Kotick and partner Howard Marks fired all but eight of the 200 employees and moved the company from Silicon Valley to Los Angeles — a reflection of Kotick’s belief that gaming was more about entertainment than technology. For much of the 1990s, the company found success in mining its back catalogue.

In the early 2000s, Kotick helped the industry work out how to take an expensively produced hit in Call of Duty into an annual blockbuster rather than taking years to release updated versions of the game.

Pelham Smithers, who runs his own research group, said sports titles such as Madden NFL could be released every season because developers merely changed the names and numbers on the jerseys. A first-person shooter game such as Call of Duty was more complex, however, taking four years to develop. But Kotick cracked the code and started receiving annual revenues a decade before the age of streaming.

“They staggered the development so there were three games in development at once,” said Smithers. “That was the genius, really.”

Around the same time, Activision embarked on a series of opportune acquisitions. In 2006, Activision bought Guitar Hero publisher RedOctane for $100m — a tiny sum for a game that would later make the top 10 best-selling lists of all time.

“He really understood the right timing, not for the sake of satisfying Wall Street but in terms of having the patience to see high-quality assets,” said Colin Sebastian, an analyst at Baird.

Two years later, Activision merged with Blizzard, the studio behind PC hit World of Warcraft, then owned by Vivendi, in a transaction that valued the combined entity at $18.9bn. The group later gobbled up Candy Crush Saga-maker King for $5.9bn in 2015, giving it a hit in the fast-growing mobile market.

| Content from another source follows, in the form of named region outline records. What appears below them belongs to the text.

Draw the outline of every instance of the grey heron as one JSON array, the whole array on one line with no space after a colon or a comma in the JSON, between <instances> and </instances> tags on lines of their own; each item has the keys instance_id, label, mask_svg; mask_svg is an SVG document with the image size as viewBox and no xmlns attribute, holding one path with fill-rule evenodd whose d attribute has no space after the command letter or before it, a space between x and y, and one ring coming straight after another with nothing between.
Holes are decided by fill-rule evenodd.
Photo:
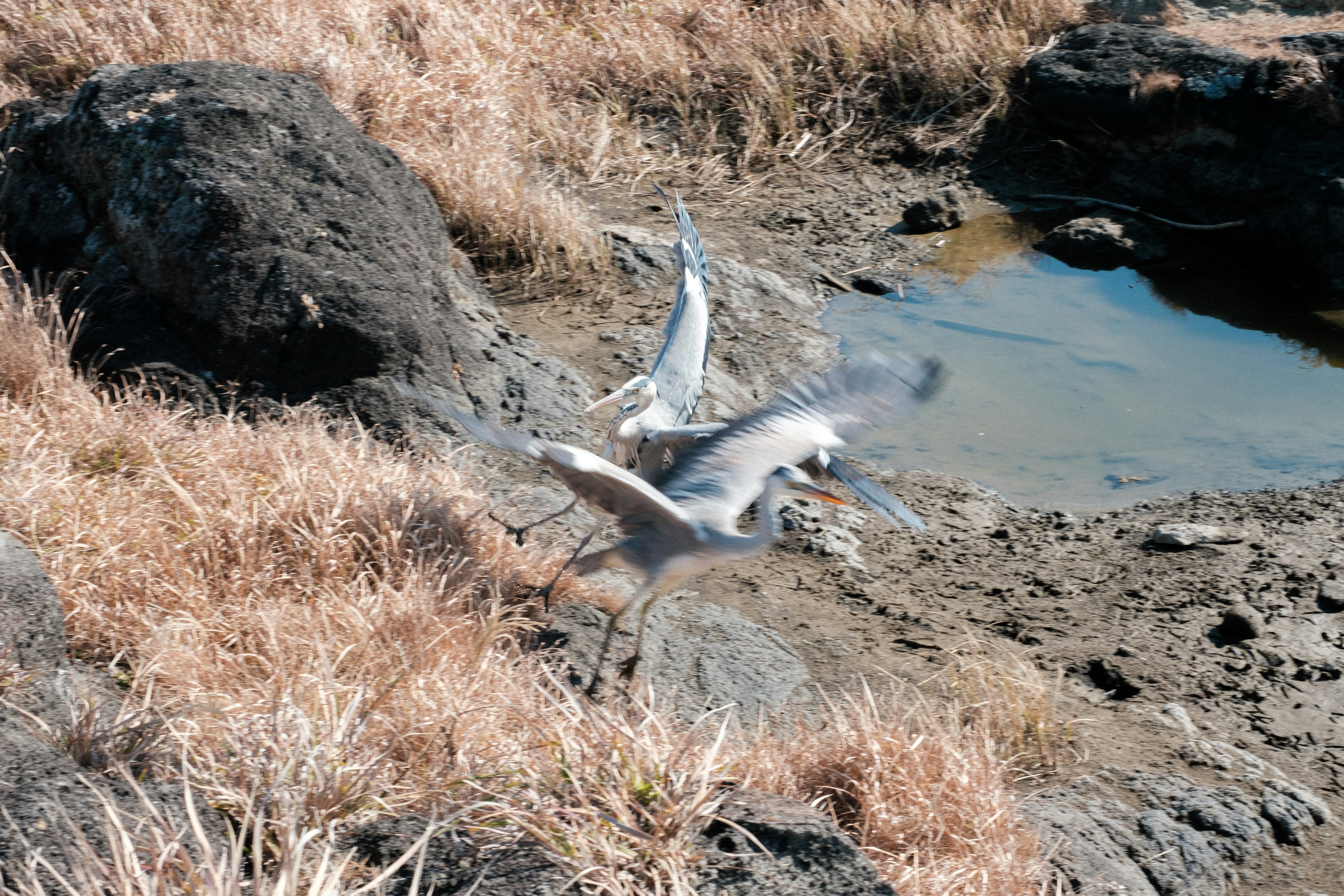
<instances>
[{"instance_id":1,"label":"grey heron","mask_svg":"<svg viewBox=\"0 0 1344 896\"><path fill-rule=\"evenodd\" d=\"M677 230L677 240L672 244L677 267L676 300L672 302L667 324L663 325L663 348L653 359L648 376L636 376L585 411L606 407L624 398L634 398L633 402L622 404L607 427L602 457L622 469L636 470L641 465L641 449L652 455L656 446L664 442L703 434L703 427L687 423L700 403L704 368L710 359L710 300L706 293L710 265L704 258L704 246L695 224L691 223L691 215L681 203L681 195L677 193L673 206L661 187L653 184L653 189L668 204ZM707 431L712 433L716 427L710 426L712 429ZM649 449L649 445L655 447ZM503 525L521 547L528 529L564 516L575 505L578 498L562 510L527 525L515 527L500 520L495 521Z\"/></svg>"},{"instance_id":2,"label":"grey heron","mask_svg":"<svg viewBox=\"0 0 1344 896\"><path fill-rule=\"evenodd\" d=\"M942 367L934 360L872 356L841 364L696 439L653 482L591 451L507 430L406 384L398 388L448 414L477 439L534 458L577 498L617 519L625 536L618 544L579 557L589 535L571 562L579 575L607 567L642 574L634 596L612 617L598 653L599 670L621 617L638 607L634 656L624 666L629 673L638 662L644 621L659 596L719 563L757 556L780 537L782 527L770 504L781 488L843 504L817 488L798 463L927 400L941 379ZM753 502L761 509L761 525L743 535L738 517Z\"/></svg>"}]
</instances>

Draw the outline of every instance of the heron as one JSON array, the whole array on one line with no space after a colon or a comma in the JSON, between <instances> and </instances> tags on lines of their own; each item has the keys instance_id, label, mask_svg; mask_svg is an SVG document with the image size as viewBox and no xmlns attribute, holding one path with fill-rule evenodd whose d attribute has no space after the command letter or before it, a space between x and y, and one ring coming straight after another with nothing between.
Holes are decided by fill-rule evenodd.
<instances>
[{"instance_id":1,"label":"heron","mask_svg":"<svg viewBox=\"0 0 1344 896\"><path fill-rule=\"evenodd\" d=\"M800 463L927 400L941 379L942 365L935 360L875 355L844 363L796 383L761 410L696 439L652 482L591 451L507 430L403 383L398 388L448 414L481 442L534 458L577 498L616 517L624 535L620 543L578 556L586 547L581 544L571 557L578 575L618 567L642 576L634 595L607 623L591 692L612 634L632 607L638 611L638 629L634 654L621 666L624 676L633 674L645 619L661 595L714 566L754 557L780 537L782 525L771 502L781 489L844 504L817 486ZM761 524L745 535L738 529L738 517L753 502L759 508Z\"/></svg>"},{"instance_id":2,"label":"heron","mask_svg":"<svg viewBox=\"0 0 1344 896\"><path fill-rule=\"evenodd\" d=\"M636 470L641 466L641 449L652 457L657 449L649 447L650 445L680 442L716 429L715 424L710 424L708 430L703 426L687 426L704 392L704 371L710 359L710 300L706 293L710 265L681 195L676 193L673 204L661 187L653 184L653 189L667 203L677 228L677 240L672 244L677 269L676 300L663 325L663 348L653 359L648 375L636 376L585 411L606 407L624 398L634 399L620 408L607 427L602 457L617 466ZM495 521L523 547L528 529L556 520L575 506L578 498L556 513L520 527Z\"/></svg>"}]
</instances>

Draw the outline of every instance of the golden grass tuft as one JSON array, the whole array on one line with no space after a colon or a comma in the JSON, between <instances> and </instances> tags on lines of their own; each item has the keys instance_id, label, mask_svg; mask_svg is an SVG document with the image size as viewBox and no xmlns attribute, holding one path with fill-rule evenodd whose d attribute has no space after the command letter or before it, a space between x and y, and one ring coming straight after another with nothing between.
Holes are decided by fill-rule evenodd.
<instances>
[{"instance_id":1,"label":"golden grass tuft","mask_svg":"<svg viewBox=\"0 0 1344 896\"><path fill-rule=\"evenodd\" d=\"M0 0L0 99L94 67L223 59L312 77L488 263L602 258L573 191L810 165L1003 111L1078 0Z\"/></svg>"},{"instance_id":2,"label":"golden grass tuft","mask_svg":"<svg viewBox=\"0 0 1344 896\"><path fill-rule=\"evenodd\" d=\"M0 292L0 347L22 349L0 390L0 529L55 583L73 654L125 690L77 701L50 740L90 774L190 780L261 845L257 892L368 885L333 870L332 832L417 811L485 846L531 836L591 892L692 893L695 836L728 780L829 807L909 896L1021 892L1038 875L1012 779L1055 762L1062 732L1020 654L970 645L797 732L728 737L652 697L589 701L521 649L524 586L562 555L485 521L464 459L302 408L247 423L101 390L70 371L55 313ZM602 595L566 579L555 596ZM241 844L207 875L183 827L106 811L121 864L71 832L94 881L75 892L239 892ZM38 896L24 875L11 880Z\"/></svg>"}]
</instances>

These acquisitions gave Activision major footholds in gaming for mobile, consoles and PCs. In its last quarterly filing, the Activision unit recorded almost $800m in sales, while Blizzard had $532m and King — the most profitable — had $651m in revenue. “That gives you a remarkably stable base,” Smithers said.

However, some of Activision’s innovations that have improved the bottom line, such as pushing to release updates more frequently, are also seen as the root of its problems.

Employees have complained they are overworked, leading to high staff turnover. Staff from Blizzard-owned developer Raven Software have been striking since December. Quality assurance workers, whose responsibilities include checking for bugs and glitches in Call of Duty: Warzone, have been on strike for five weeks.

Some gamers complain that quality has declined as the company seeks new ways to monetise playing its titles.

Activision’s aggressive push to release updates every year has led to “franchise fatigue”, or, as Smith puts it, “running some of the games into the ground”. He said perceived drops in the quality of games such as the Tony Hawk’s series of skateboarding titles had led players to become suspicious of Activision.

Some gamers say they hope these practices will change under Microsoft should Kotick depart.

“Investors loved this guy,” said Griffin. “Very clearly there was a groundswell internally at the company, and the gamer communities saw him as public enemy number one, so this deal gives him an out.”